U.S. Muslims meet French ambassador on Hijab ban
Representatives of the Council on American-Islamic Relations (CAIR) met yesterday with French Ambassador Jean-David Levitte to deliver a letter for French President Jacques Chirac opposing his call to ban Islamic head scarves, or hijab, in public schools.
CAIR's letter read in part:
"Unlike a cross, which is not an obligation for Christians to wear, hijabs, yarmulkes and turbans are not "symbols" that can be removed without abandoning religious responsibilities.

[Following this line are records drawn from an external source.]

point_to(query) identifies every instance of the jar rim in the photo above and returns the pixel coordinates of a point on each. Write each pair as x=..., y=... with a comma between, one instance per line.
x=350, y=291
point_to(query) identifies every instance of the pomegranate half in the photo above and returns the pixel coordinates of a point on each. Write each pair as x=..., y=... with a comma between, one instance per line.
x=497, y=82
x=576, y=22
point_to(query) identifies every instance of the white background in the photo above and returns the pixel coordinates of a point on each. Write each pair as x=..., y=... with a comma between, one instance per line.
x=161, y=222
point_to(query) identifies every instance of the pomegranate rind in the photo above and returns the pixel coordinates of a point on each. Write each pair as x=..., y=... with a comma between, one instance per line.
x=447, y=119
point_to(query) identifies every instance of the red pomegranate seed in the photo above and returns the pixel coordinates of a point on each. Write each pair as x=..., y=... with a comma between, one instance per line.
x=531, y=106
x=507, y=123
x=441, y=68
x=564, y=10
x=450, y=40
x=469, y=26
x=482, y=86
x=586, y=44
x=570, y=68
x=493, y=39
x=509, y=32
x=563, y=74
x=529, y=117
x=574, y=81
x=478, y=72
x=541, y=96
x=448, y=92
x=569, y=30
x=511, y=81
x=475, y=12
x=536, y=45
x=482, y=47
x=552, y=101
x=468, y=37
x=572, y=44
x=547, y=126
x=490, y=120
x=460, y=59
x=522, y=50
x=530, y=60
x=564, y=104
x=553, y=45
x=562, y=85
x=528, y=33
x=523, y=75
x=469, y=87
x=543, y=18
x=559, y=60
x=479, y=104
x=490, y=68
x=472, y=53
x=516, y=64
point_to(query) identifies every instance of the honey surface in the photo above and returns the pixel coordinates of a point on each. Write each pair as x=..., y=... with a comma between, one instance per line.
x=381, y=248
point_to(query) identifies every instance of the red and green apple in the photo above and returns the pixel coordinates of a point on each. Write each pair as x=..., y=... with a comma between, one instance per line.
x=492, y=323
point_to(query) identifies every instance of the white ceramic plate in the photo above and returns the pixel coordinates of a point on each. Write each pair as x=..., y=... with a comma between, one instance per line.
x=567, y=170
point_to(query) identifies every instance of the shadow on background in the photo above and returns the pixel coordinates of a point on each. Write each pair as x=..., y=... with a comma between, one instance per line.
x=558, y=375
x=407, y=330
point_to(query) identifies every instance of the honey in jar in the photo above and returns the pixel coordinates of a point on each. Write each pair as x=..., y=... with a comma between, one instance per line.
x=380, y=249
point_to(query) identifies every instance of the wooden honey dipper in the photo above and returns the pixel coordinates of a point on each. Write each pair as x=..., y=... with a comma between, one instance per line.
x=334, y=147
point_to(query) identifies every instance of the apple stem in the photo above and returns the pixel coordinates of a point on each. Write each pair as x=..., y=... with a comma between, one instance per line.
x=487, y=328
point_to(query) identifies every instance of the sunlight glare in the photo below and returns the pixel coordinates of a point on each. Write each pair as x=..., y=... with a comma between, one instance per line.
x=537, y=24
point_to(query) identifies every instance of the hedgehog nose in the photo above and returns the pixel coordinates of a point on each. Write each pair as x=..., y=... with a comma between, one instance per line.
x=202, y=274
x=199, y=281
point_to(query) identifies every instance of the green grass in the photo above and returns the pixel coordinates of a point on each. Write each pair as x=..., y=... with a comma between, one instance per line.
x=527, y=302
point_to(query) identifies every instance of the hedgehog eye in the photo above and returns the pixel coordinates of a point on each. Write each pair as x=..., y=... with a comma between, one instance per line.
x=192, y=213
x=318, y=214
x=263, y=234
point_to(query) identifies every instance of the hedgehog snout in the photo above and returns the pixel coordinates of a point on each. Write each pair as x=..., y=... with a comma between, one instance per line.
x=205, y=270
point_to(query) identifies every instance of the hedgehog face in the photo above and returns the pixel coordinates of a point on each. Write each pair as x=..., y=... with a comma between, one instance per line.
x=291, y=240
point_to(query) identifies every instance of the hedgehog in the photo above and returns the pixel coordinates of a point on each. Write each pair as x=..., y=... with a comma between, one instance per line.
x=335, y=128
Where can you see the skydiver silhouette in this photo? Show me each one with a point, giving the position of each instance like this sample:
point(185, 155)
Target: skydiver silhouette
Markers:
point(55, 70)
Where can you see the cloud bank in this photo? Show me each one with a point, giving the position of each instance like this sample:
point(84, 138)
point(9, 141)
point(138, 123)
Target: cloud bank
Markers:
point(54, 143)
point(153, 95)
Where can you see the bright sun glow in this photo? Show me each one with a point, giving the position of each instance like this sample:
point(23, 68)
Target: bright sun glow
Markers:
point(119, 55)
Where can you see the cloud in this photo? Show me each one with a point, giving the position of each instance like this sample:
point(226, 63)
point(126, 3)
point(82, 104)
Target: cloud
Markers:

Rather, hijab is a religious obligation and for many French women, any ban on a woman's right to freely exercise her faith by wearing hijab may be seen as an indirect prohibition on Islam in France...

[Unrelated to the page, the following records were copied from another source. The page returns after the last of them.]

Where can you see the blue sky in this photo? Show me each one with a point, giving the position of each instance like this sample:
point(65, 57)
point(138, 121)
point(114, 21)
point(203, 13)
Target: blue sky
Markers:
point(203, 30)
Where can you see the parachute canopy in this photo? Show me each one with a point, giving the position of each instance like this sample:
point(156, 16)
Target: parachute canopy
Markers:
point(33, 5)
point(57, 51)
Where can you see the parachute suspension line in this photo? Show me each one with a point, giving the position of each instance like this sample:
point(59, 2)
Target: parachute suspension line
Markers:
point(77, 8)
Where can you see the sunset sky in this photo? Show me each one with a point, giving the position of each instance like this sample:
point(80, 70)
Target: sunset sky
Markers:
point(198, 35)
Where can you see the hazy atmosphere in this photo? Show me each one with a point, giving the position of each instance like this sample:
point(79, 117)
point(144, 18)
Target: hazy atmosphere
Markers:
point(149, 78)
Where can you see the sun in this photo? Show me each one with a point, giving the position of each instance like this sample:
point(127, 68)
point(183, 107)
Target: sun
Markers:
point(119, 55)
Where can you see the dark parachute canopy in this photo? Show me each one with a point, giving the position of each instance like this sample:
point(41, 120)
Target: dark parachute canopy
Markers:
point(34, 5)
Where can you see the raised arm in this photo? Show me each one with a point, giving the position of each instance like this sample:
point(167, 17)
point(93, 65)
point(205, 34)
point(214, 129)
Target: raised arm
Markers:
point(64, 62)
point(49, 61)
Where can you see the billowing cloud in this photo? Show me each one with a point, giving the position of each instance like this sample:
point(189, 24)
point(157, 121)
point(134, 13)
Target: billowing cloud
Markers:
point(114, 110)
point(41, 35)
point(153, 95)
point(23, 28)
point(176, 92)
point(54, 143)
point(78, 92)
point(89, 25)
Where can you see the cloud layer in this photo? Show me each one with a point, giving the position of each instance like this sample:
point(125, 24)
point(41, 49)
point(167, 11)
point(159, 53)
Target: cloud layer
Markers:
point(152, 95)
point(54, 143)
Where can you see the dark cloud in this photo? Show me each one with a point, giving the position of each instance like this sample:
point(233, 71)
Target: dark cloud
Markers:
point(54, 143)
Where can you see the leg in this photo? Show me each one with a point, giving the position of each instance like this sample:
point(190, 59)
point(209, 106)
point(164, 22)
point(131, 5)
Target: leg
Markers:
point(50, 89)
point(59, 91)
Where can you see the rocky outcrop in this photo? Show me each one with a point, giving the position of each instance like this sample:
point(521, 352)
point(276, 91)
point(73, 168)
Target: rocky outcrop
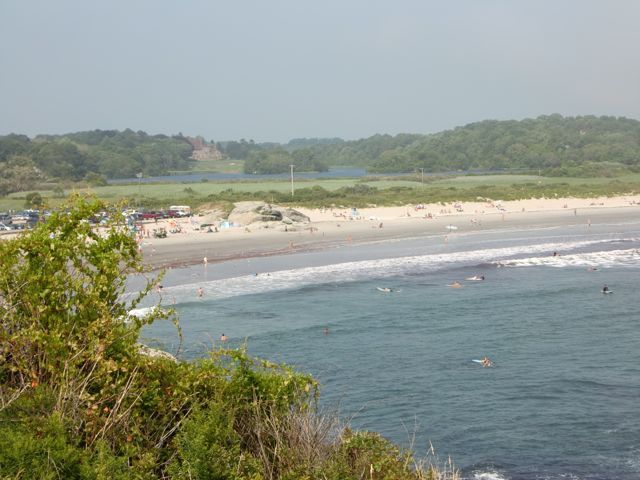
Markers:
point(155, 353)
point(246, 213)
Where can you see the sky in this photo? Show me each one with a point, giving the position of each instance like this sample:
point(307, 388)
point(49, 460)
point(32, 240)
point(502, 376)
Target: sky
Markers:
point(281, 69)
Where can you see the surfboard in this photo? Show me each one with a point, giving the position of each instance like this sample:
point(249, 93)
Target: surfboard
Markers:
point(475, 360)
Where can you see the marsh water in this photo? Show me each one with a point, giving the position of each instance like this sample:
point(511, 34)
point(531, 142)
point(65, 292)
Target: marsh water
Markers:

The European Convention on Human Rights, a hallmark treaty for the protection of human rights in Europe, states that '...Everyone has the right to freedom of thought, conscience and religion....' The convention continues to say that, 'this right includes, [whether] alone or in a community with others and in public or private...freedom to...manifest his religion or belief, in worship, teaching, practice and observance.' Unfortunately, it seems as though the proposed legislation would be in violation of the Convention as well...
We hope that you will reconsider the proposed legislation, in light of the concerns enumerated above and with a continued goal of strengthening the ideals of democracy, religious freedom, and interfaith harmony in France and around the world."
"Our meeting with the Ambassador was frank and constructive," said Nihad Awad, CAIR executive director. "It marked the beginning of what we hope to be an on-going dialogue with France."
The 90-minute meeting took place at the French embassy in Washington, D.C. Attendees included CAIR officials and a representative from the Muslim Student Association of the United States and Canada (MSA).
CAIR, America's largest Islamic civil liberties group, is headquartered in Washington, D.C., and has 25 regional offices and chapters nationwide and in Canada.